Sektörden Açıklamalar
✦ İş Bankası Genel Müdürü Hakan Aran, Bloomberg HT’ye verdiği röportajda temmuz ayı Para Politikası Kurulu (PPK) toplantısına yönelik dikkat çekici değerlendirmelerde bulundu. Aran, Merkez Bankası’nın “enflasyonu düşüreceğim” mesajının, doğrudan faiz indirimleri kadar etkili olduğunu vurgularken, iletişim politikasının piyasa beklentilerini şekillendirmede belirleyici rol oynadığına işaret etti. Aran’a göre Merkez Bankası’nın yıl sonu için enflasyon hedefini değiştirmemesi, yani %24-29 bandını koruması, sıkı duruşun sürdüğü mesajını içeriyor. Bu da faiz indirimi yapılsa dahi beklenti yönetimi açısından bir bozulma yaratmıyor. Nitekim Aran, temmuz ayında Merkez Bankası’ndan 350 baz puanlık bir indirim beklediğini açıkça ifade etti ve bunun “sıkılaşmadan taviz vermeden” yapılabileceğini söyledi.
✦ Fitch Ratings Bankalar Direktörü Ahmet Emre Kılınç, Türk bankacılık sektörünün 2025 yılının ikinci yarısına nasıl girdiğini ve önümüzdeki döneme ilişkin temel dinamikleri Bloomberg HT’ye yaptığı açıklamalarda detaylandırdı. Açıklamalarda hem iç piyasada yaşanan volatiliteye hem de küresel gelişmelere dikkat çekilirken, özellikle faiz marjları, aktif kalitesi ve dış finansman başlıkları öne çıkıyor. Yılın başında bankaların net faiz marjlarının politika faizindeki düşüşle birlikte belirgin şekilde iyileşeceği öngörülüyordu. Ancak Kılınç’a göre, mart sonrası yaşanan iç piyasa oynaklığı bu iyileşmenin hızını yavaşlattı. TCMB’nin faizi %46’ya, gecelik borç verme faizini ise %49’a kadar yükselttiğini hatırlatan Kılınç, yıl sonunda politika faizinin %33 seviyelerine gerilemesini beklediklerini belirtti. Bu senaryoda faiz marjları desteklenecek olsa da ilk çeyrek beklentilerine göre daha sınırlı bir iyileşme öngörülüyor.

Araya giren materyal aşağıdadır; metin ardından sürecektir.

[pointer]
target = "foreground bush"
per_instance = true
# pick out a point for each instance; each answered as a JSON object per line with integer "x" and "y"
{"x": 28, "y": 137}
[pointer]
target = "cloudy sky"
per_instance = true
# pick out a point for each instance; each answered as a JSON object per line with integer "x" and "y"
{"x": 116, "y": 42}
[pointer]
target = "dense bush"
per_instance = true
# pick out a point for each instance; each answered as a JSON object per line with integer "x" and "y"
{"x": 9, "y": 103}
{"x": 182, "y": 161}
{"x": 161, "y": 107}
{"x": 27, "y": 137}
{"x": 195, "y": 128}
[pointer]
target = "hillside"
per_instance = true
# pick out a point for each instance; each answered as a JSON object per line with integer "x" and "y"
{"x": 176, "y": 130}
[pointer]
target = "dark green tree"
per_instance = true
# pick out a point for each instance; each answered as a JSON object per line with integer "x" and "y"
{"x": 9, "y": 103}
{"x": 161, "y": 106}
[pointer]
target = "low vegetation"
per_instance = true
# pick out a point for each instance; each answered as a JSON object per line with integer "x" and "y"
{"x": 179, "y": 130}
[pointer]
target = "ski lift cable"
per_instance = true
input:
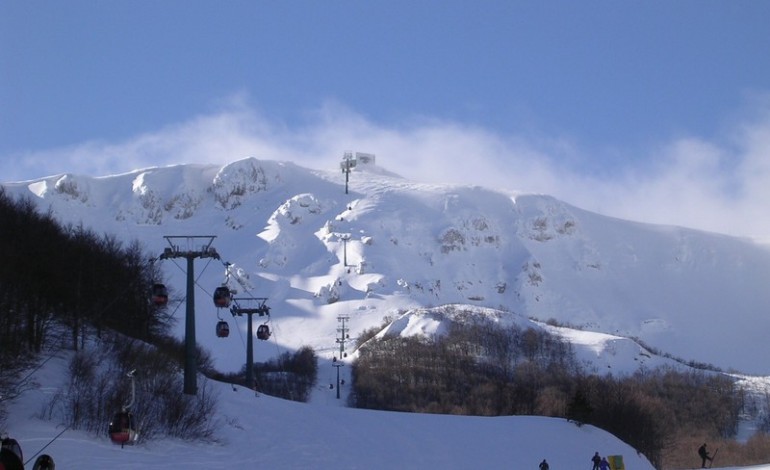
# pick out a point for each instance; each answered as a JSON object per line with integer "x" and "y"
{"x": 45, "y": 446}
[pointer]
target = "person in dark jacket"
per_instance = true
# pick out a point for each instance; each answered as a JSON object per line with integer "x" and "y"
{"x": 596, "y": 460}
{"x": 704, "y": 455}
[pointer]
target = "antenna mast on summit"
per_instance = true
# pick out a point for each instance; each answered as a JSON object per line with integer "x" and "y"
{"x": 348, "y": 162}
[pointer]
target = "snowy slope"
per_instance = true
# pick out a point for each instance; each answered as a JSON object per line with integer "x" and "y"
{"x": 265, "y": 432}
{"x": 290, "y": 232}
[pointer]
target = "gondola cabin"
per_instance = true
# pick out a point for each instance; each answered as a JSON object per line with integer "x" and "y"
{"x": 222, "y": 297}
{"x": 263, "y": 332}
{"x": 122, "y": 430}
{"x": 159, "y": 295}
{"x": 223, "y": 329}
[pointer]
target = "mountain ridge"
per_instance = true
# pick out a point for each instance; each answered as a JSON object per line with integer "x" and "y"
{"x": 391, "y": 245}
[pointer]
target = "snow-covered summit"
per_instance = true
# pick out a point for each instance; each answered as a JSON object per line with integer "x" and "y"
{"x": 391, "y": 245}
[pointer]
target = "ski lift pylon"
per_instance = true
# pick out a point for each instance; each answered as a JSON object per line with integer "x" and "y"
{"x": 159, "y": 294}
{"x": 222, "y": 297}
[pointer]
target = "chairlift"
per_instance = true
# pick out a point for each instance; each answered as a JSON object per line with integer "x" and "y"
{"x": 223, "y": 329}
{"x": 159, "y": 294}
{"x": 263, "y": 332}
{"x": 222, "y": 297}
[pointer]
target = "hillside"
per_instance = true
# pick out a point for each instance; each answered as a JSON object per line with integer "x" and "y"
{"x": 292, "y": 235}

✦ TEB Genel Müdürü Ümit Leblebici, İstanbul’da düzenlenen Ödeme Sistemleri Zirvesi kapsamında CNBC-e’ye verdiği röportajda, Türkiye ekonomisinin içinde bulunduğu konjonktüre dair dikkat çekici açıklamalarda bulundu. Bankacılık sektörüyle ilgili kârlılığın baskı altında olduğunu belirten Leblebici, bu durumu makro ölçekte Türkiye’nin sürdürmeye çalıştığı büyüme stratejisiyle ilişkilendirdi. “Ülke olarak bir büyüme savaşının içerisindeyiz” ifadesini kullanan Leblebici, bankacılık kârlılığındaki zayıflamanın temelinde hem regülasyonlar hem de ekonomik yavaşlamaya bağlı kredi talebindeki sınırlı artışın yer aldığını ima etti. 2025 yılına ilişkin makroekonomik görünüm hakkında da konuşan Leblebici, mevcut şartların kolaylayıcı olmaktan uzak olduğunu, şirketlerin yatırım kararlarında temkinli hareket ettiklerini ifade etti. Ancak yılın ikinci yarısında enflasyondaki düşüşün hız kazanmasıyla birlikte yatırım ortamında toparlanma beklediklerini dile getirdi.